There is a science to relationships, but that's not what we are seeing on reality romance shows

Media release
12 September 2016

If you’re looking for advice on how to find true love or save your marriage, then it’s best you don’t turn to reality romance television shows claiming to be based on science, says Deakin University relationships expert Gery Karantzas.

With new seasons of The Bachelor and Married at First Sight currently airing, Dr Karantzas advises viewers to exercise a healthy dose of scrutiny.

“There is definitely a science to relationships, as 30 odd years of research can attest. However we don’t see that science in action when TV producers place couples in manufactured situations,” Dr Karantzas said.

“These shows compress a relationship that would normally take two years to develop into four to eight weeks. So it is no surprise that these relationships do not last.

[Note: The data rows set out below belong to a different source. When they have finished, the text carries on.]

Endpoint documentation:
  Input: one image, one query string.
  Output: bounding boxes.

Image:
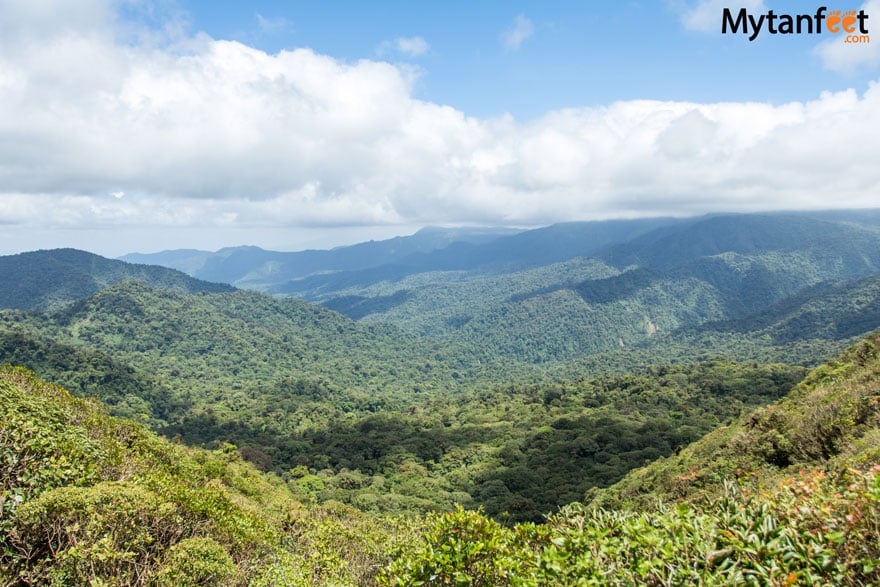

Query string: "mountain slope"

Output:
[593,334,880,508]
[121,227,519,290]
[0,368,393,587]
[0,249,234,310]
[310,214,880,363]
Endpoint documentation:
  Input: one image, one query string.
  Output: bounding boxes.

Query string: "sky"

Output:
[0,0,880,256]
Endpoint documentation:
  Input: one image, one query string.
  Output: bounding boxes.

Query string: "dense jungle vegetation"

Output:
[0,213,880,586]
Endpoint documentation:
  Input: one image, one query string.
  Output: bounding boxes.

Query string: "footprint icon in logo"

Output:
[843,10,856,33]
[825,10,840,33]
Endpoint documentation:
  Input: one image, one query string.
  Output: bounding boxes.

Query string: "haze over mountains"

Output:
[115,210,880,363]
[0,211,880,585]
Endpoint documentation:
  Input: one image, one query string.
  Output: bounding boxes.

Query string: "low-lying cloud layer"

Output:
[0,0,880,245]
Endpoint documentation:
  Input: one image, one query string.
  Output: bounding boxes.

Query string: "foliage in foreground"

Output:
[381,467,880,587]
[0,369,394,586]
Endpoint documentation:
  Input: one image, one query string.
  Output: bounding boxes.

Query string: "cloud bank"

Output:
[0,0,880,245]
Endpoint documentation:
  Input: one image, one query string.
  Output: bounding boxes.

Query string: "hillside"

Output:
[0,282,803,520]
[594,334,880,507]
[301,214,880,363]
[121,227,519,290]
[0,249,234,310]
[0,310,880,587]
[0,368,394,587]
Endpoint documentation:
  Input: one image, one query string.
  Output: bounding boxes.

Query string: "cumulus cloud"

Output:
[257,13,290,34]
[675,0,766,32]
[394,37,431,57]
[501,14,535,51]
[0,0,880,248]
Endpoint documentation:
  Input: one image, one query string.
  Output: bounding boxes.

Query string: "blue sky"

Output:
[0,0,880,255]
[180,0,880,119]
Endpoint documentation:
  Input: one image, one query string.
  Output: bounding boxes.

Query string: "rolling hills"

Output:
[6,335,880,587]
[0,249,234,310]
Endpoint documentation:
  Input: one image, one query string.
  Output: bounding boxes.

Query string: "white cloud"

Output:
[256,13,290,34]
[501,14,535,51]
[376,37,431,57]
[816,0,880,73]
[394,37,431,57]
[0,1,880,252]
[675,0,767,32]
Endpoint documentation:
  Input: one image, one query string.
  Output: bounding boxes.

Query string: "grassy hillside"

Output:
[0,249,234,309]
[595,334,880,507]
[6,328,880,587]
[0,368,393,587]
[383,335,880,587]
[298,214,880,364]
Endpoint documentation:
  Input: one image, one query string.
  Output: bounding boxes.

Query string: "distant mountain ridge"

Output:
[120,227,520,290]
[0,249,235,310]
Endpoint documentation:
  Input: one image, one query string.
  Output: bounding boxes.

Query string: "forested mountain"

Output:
[0,249,234,309]
[111,210,880,364]
[120,227,519,290]
[6,336,880,587]
[594,334,880,508]
[290,214,880,363]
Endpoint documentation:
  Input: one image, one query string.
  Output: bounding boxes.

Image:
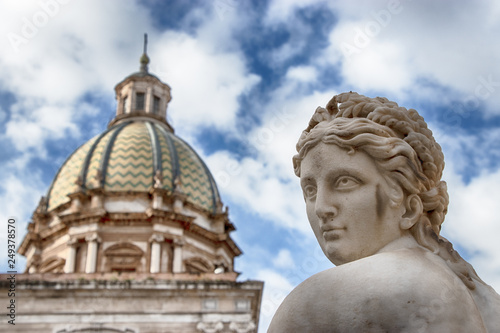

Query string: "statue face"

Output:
[300,143,404,265]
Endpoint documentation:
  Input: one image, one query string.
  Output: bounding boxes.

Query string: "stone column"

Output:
[149,234,163,273]
[64,239,77,273]
[85,234,100,273]
[172,239,184,273]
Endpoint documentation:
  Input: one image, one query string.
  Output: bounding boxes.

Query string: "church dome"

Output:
[47,118,220,213]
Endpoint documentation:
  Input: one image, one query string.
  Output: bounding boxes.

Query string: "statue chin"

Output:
[268,92,500,333]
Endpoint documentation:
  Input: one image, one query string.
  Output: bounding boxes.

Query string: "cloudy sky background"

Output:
[0,0,500,332]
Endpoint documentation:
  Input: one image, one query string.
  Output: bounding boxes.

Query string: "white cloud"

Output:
[273,249,295,268]
[285,66,318,82]
[317,1,500,114]
[442,166,500,290]
[6,106,80,156]
[152,32,260,131]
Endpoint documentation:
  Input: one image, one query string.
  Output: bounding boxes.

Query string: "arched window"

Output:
[135,93,145,111]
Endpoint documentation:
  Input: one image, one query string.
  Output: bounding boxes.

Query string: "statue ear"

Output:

Married at First Sight, for example, has a one in four success rate, but the current marriage dissolution rate in Australia is 35 percent, which means it underperforms against the national average.”

Dr Karantzas suggests that anyone looking to take romantic cues from these TV shows are likely to be disappointed.

“Research on viewing shows about relationships suggests that watching these types of shows does influence their perceptions of their own relationships. However very few people will have the resources to match the budgets of commercial TV stations,” he said.

“The reality of relationships isn’t as dramatic as on TV. In fact at the heart of relationships is working through the challenges of daily life such as juggling family and work.”

So what does the science tell us about developing and maintaining long lasting relationships? Dr Karantzas provides the following insights:

  • Couples need to work on their relationships no matter how long they have been together– relationships require effort.
  • Setting a standard of what a person wants from a partner and relationship can be risky if the standards are unrealistic – it’s likely that no partner (no matter how good they are) will meet one’s needs.
  • Experiencing conflict in a relationship is not necessarily a sign of problems, successful relationships experience conflicts too; it’s how they resolve conflict that matters – solution focused approaches in which partner respect each other.
  • Maintaining similar relationship goals and values is important, as is, supporting one’s partner in achieving personal goals.
  • Make sure you’re in a relationship for the ‘right’ reasons, committing to someone for reasons other than wanting to be with the partner can result in an unsatisfying relationship down the track.